I’m experimenting with Docker images having 20..70 GiB in a single layer (yes, the software/compiler is so fat). To improve the download and decompression efficiency of Docker, I’m splitting this fat layer into multiple layers of 3..6 GiB. I wrote a script writing one file per layer, containing one file or directory entry per line.
Finally, in a multi-stage Docker build, xargs and cp are used to copy the files (parallel) into the target layer.
RUN --mount=type=bind,from=monolithic,source=/opt/layers,target=/context
--mount=type=bind,from=monolithic,source=/opt/Xilinx/Vivado/${VIVADO_VERSION},target=/Install
if [[ -f /context/layer_1.list ]]; then
cd /Install;
xargs --no-run-if-empty --arg-file=/context/layer_1.list --max-procs=4 --max-args=25 -- cp --parents -r -t /opt/Xilinx/Vivado/${VIVADO_VERSION};
fi
While many layers have just a few lines, a few files have more than 100 entries (3rd column = entries per file):
#12 19.18 expected size: 48128.0 MiB
#12 19.18 min layer count: 16
#12 19.18 min. image size: 1002.7 MiB
#12 19.18 max. image size: 3008.0 MiB
#12 19.18 max. item size: 802.1 MiB
#12 19.18 Collecting data (this may take several minutes) ...
#12 19.18
#12 19.18 Time: 14.095 s
#12 19.18 Total files: 1029
#12 19.18 Total dirs: 3361
#12 19.18 Time: 0.021 s
#12 19.18 Total size: 52584.5 MiB (4331)
#12 19.18 Sort Time: 0.001 s
#12 19.18 Docker Layers: 25
#12 19.18 24 1307.3 MiB 3285 /context/layer_24.list
#12 19.18 23 1535.6 MiB 505 /context/layer_23.list
#12 19.18 22 1594.5 MiB 184 /context/layer_22.list
#12 19.18 21 1660.9 MiB 87 /context/layer_21.list
#12 19.18 20 1726.3 MiB 51 /context/layer_20.list
#12 19.18 19 1781.5 MiB 40 /context/layer_19.list
#12 19.18 18 1842.1 MiB 28 /context/layer_18.list
#12 19.18 17 1907.2 MiB 19 /context/layer_17.list
#12 19.18 16 1964.1 MiB 16 /context/layer_16.list
#12 19.18 15 1924.3 MiB 13 /context/layer_15.list
#12 19.18 14 2083.4 MiB 11 /context/layer_14.list
#12 19.18 13 2118.0 MiB 10 /context/layer_13.list
#12 19.18 12 2104.5 MiB 9 /context/layer_12.list
#12 19.18 11 2255.0 MiB 9 /context/layer_11.list
#12 19.18 10 2354.7 MiB 9 /context/layer_10.list
#12 19.18 9 2233.3 MiB 8 /context/layer_9.list
#12 19.18 8 2372.7 MiB 8 /context/layer_8.list
#12 19.18 7 2507.2 MiB 8 /context/layer_7.list
#12 19.18 6 2445.2 MiB 7 /context/layer_6.list
#12 19.18 5 2415.4 MiB 6 /context/layer_5.list
#12 19.18 4 2735.2 MiB 6 /context/layer_4.list
#12 19.18 3 2456.1 MiB 4 /context/layer_3.list
#12 19.18 2 2658.5 MiB 4 /context/layer_2.list
#12 19.18 1 2513.4 MiB 3 /context/layer_1.list
#12 19.18 0 2088.1 MiB 1 /context/layer_0.list
Because there is a file with more then 3000 entries, xargs is used with --max-args=25, so the maximum command line limit is not exceeded. Otherwise a command could easily contain >30,000 characters. In addition, --max-procs=4 is used to fully utilize a 24 core CI server with NVMe memory. So cp can run 4-times in parallel. In total more then 100k files are copied into >20 layers.

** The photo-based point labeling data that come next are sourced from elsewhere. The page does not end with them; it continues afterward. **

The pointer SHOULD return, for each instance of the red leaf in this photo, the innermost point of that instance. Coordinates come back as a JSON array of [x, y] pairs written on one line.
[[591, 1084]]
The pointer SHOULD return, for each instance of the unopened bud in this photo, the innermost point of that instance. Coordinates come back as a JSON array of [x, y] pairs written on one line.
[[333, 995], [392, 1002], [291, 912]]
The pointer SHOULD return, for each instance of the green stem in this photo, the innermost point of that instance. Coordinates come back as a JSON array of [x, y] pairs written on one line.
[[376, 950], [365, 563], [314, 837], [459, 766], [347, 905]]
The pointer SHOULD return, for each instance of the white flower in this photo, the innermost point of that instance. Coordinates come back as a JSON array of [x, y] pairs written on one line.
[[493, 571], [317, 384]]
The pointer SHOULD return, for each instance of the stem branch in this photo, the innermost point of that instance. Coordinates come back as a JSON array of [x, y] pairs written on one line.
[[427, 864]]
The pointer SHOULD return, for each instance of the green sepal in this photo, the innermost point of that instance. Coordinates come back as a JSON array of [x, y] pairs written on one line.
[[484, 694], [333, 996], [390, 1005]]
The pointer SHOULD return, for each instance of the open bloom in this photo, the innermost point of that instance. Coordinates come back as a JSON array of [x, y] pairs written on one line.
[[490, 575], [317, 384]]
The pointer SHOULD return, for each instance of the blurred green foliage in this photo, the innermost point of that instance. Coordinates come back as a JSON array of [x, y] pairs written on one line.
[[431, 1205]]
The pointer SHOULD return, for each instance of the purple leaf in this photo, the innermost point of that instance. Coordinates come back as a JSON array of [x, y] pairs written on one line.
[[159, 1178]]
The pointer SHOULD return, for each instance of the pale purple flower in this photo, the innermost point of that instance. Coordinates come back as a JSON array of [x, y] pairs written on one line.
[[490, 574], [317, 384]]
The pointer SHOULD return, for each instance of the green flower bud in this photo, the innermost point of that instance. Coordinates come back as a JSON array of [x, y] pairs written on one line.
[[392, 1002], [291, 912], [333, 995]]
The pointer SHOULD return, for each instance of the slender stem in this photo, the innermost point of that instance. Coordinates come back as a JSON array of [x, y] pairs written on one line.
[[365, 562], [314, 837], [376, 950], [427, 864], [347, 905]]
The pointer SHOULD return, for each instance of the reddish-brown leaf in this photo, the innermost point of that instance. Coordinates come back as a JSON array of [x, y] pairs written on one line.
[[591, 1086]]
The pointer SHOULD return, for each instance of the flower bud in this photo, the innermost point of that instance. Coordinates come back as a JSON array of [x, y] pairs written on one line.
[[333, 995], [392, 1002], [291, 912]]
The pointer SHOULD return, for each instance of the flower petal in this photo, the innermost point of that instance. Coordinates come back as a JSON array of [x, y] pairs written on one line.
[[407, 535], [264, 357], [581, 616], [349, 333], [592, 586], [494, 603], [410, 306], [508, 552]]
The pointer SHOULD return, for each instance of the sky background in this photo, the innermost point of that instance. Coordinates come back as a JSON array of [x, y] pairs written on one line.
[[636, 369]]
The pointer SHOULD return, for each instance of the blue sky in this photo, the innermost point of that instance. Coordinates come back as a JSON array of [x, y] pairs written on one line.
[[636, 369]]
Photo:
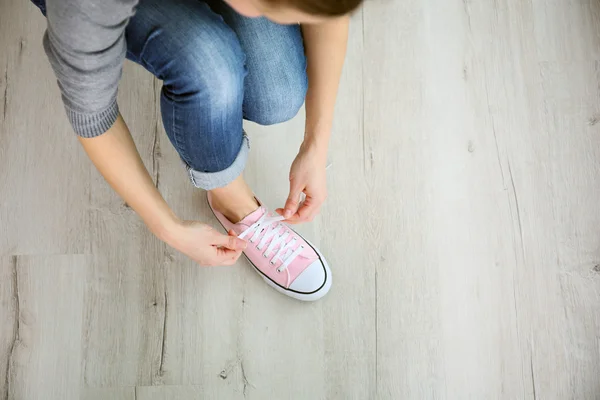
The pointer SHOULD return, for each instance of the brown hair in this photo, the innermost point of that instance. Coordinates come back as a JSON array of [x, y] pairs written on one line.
[[322, 8]]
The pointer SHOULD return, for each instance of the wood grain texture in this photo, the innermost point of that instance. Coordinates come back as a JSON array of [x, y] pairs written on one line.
[[9, 316], [122, 393], [43, 171], [461, 225], [125, 298], [180, 393], [45, 361]]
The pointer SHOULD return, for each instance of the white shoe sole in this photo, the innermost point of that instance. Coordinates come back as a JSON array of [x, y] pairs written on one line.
[[314, 296]]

cp is used with --parents and -r, so the source’s directory structure is recreated and entries can be either single files or subdirectories.
When running this, I get this error message from cp:
#36 3.400 cp: cannot make directory '/opt/Xilinx/Vivado/2023.2/data/deca/models_dir/VersalDefault': File exists
My suspicion is xargs --max-procs isn’t compatible to cp --parents, but I can’t find any evidence in the documentations or online (Google, StackOverflow, …).
I suspect, because of overlapping directories and --parents, one cp was faster than the other parallel running cp causing this error message.
If so, should this be reported as a probelm/bug to cp?